Mereka serentak kaget dan mengucap Istighfar. aku bisa melihat raut wajah mereka yang terkejut oleh ucapan pak Iman. Gerakan kepalanya terperangah, kedua matanya terbuka dan alisnya mengangkat keatas. Pak iman berusaha menyadarkan mereka dari hipnotis kedua wanita itu. Aku baca Istighfar berkali-kali dalam hati, kulihat pak Iman sedikit emosi meluapkan kekesalannya kepada para jamaah. Kuajak pak iman menjauh dari mereka sambil kuusap punggungnya.

Istighfar pak. Jangan emosi seperti itu. Tak baik.”

“Bagaimana aku tidak kesal, mereka bersiul dan menggoda seenaknya. Tak tau apa kalau ia berada di masjid.
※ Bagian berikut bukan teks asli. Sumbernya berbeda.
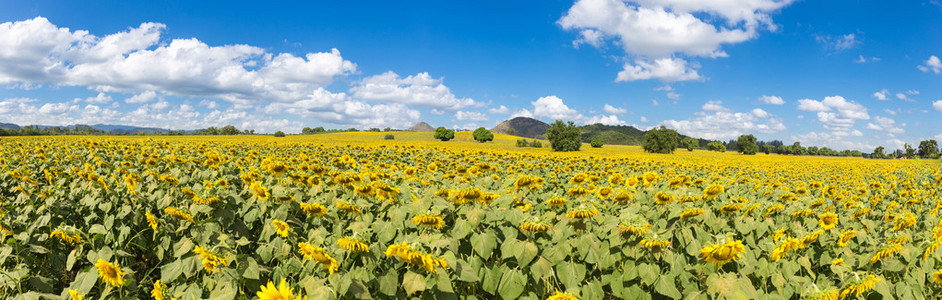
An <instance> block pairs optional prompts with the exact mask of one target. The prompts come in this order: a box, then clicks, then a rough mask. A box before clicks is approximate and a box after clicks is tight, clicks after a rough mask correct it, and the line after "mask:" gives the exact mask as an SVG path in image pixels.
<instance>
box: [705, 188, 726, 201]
mask: <svg viewBox="0 0 942 300" xmlns="http://www.w3.org/2000/svg"><path fill="white" fill-rule="evenodd" d="M725 191H726V188H725V187H723V186H722V185H718V184H711V185H710V186H708V187H707V188H706V189H705V190H703V198H704V199H711V200H712V199H713V198H716V196H718V195H719V194H722V193H723V192H725Z"/></svg>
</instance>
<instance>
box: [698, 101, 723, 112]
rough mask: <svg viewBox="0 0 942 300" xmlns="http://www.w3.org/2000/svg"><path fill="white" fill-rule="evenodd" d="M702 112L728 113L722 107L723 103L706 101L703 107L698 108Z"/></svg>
mask: <svg viewBox="0 0 942 300" xmlns="http://www.w3.org/2000/svg"><path fill="white" fill-rule="evenodd" d="M700 109H702V110H706V111H729V109H728V108H725V107H723V101H715V100H714V101H707V103H704V104H703V106H701V107H700Z"/></svg>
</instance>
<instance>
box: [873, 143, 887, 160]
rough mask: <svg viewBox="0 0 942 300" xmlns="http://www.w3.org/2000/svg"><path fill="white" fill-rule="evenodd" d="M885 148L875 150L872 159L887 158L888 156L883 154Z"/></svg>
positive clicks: (873, 153) (873, 151)
mask: <svg viewBox="0 0 942 300" xmlns="http://www.w3.org/2000/svg"><path fill="white" fill-rule="evenodd" d="M883 149H884V148H883V146H879V147H877V148H875V149H873V154H870V157H871V158H886V154H884V153H883Z"/></svg>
Dasar pada g*bl*k!”

“Sudah pak, sabar.” Sambil ku usap punggung pak Iman dengan mengucap Istighfar terus menerus untuk menenangkan hati beliau.

   Setelah beliau tenang, aku mohon diri dari hadapannya. Aku sedikit heran dengan sikap pak Iman saat ini, tidak seperti biasanya. Sampai saat ini aku belum pernah melihat pak Iman sebegitu marahnya. Tapi memang wajar kalau pak Iman marah. karena Ia tidak mau rumah Allah di jadikan tempat menggoda perempuan.

Kulanjutkan berjalan melewati dinding tembok masjid yang kokoh bercorak keramik berwarna hijau. Dari balik tembok itu aku mendengar seorang akhwat sedang memberikan nasehat kepada beberapa wanita tentang anjuran menutup aurat. Aku berhenti sejenak dan duduk di balik tembok itu. Kudengarkan pembicaraan mereka. mereka sedang bercerita tentang istri Nabi Muhammad Saw.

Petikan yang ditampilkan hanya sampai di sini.